Looking up words in the decliner provides a way of getting the morphological data for a word. For example, we could look up amabitis and get back something like ('amo', 'v2pfia---'):

#hacky way that assumes you know the root
def lookupInflection(word, lemma):
    ''' Find the inflection of a given word, given its lemma. '''
    result=[]
    if lemma is None:
        return result
    
    lemma = [lemma] if isinstance(lemma,str) else lemma
    for l in lemma:
        try:
            words = decliner.decline(l)
            result.append([(w,d) for w,d in words if w==word])
        except:
            result.append((l, None))
    return result

If we know the root, we can lookup the inflection:

lookupInflection('amabitis', 'amo')
[[('amabitis', 'v2pfia---')]]

Lemmatizing a Word

Let’s see if we can find the root of a word with a simple lemmatizer. The lemmatizer works with tokens, so we need a recipe for generating tokens out of words:

from cltk.tokenizers.lat.lat import LatinWordTokenizer

latin_word_tokenizer = LatinWordTokenizer()

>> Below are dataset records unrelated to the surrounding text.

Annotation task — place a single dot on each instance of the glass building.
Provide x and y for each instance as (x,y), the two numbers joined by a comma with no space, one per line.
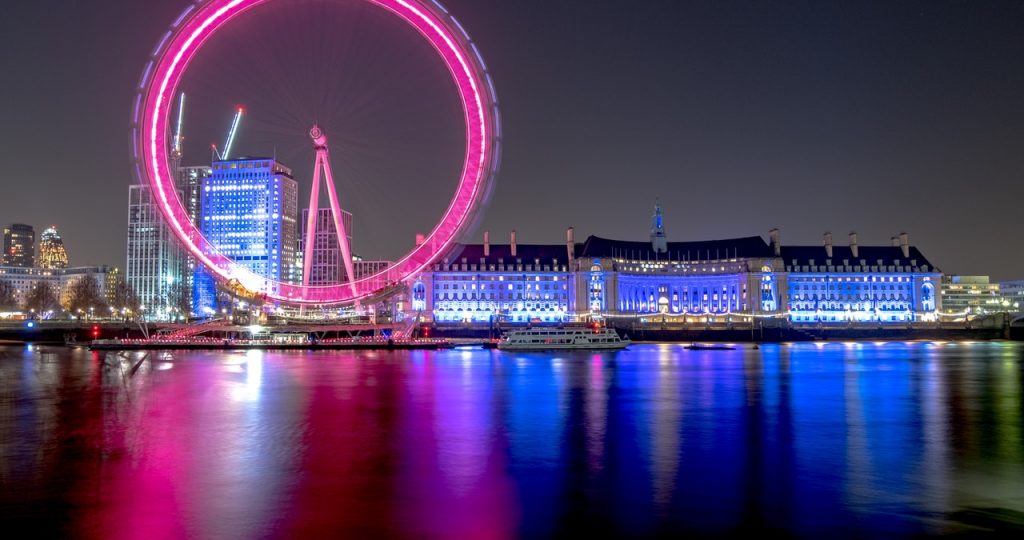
(248,211)
(19,246)
(156,262)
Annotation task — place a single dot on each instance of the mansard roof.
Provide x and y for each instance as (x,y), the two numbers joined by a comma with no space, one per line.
(747,247)
(527,253)
(870,255)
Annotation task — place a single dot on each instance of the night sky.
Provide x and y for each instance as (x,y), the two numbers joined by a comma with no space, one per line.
(875,117)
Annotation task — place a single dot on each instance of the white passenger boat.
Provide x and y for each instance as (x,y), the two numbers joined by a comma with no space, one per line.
(562,338)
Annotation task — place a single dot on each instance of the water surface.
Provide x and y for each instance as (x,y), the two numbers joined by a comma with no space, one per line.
(849,440)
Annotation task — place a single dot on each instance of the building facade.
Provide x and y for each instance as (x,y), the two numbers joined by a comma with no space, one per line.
(328,265)
(58,280)
(248,212)
(51,250)
(1013,295)
(155,267)
(965,296)
(19,246)
(708,282)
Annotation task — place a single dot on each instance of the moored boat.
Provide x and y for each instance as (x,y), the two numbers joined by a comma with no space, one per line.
(562,338)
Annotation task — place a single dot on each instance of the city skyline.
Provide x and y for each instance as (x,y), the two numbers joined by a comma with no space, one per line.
(742,132)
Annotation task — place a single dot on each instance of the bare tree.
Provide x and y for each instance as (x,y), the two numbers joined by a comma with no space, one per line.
(41,298)
(124,297)
(84,294)
(8,301)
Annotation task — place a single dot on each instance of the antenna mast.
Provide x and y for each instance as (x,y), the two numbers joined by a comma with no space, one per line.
(230,134)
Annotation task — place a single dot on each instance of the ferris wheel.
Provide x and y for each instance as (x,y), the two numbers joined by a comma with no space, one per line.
(152,147)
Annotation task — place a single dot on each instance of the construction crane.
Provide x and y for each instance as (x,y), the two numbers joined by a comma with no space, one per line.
(178,137)
(223,156)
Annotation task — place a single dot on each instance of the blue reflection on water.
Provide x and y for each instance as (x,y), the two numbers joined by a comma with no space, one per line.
(855,439)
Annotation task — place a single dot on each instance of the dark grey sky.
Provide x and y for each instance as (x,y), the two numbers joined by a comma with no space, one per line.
(876,117)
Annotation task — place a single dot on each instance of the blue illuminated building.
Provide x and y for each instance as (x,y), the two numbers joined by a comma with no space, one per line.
(248,210)
(502,283)
(721,282)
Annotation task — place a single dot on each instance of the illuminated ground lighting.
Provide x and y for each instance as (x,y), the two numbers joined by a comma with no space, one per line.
(151,146)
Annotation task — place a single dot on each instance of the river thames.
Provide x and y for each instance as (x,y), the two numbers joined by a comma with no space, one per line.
(845,440)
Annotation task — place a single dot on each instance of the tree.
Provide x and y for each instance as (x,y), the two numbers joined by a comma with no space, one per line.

latin_word_tokenizer.tokenize('amabitis')
['amabitis']

If we create a lemmatizer:

from cltk.lemmatize.lat import LatinBackoffLemmatizer

latin_lemmatizer = LatinBackoffLemmatizer()

We can then see what it makes of amabitis:

latin_lemmatizer.lemmatize(latin_word_tokenizer.tokenize('amabitis'))
[('amabitis', 'amo')]

We can also lemmatize all the words in a sentence.

As before, we need to tokenize the words we present to the lemmatizer, so let’s convert our sentence to a list of separate (word) tokens:

sentence = 'Progeniem sed enim Troiano a sanguine duci audierat'

sentence_tokens = latin_word_tokenizer.tokenize(sentence.lower())
sentence_tokens
['progeniem', 'sed', 'enim', 'troiano', 'a', 'sanguine', 'duci', 'audierat']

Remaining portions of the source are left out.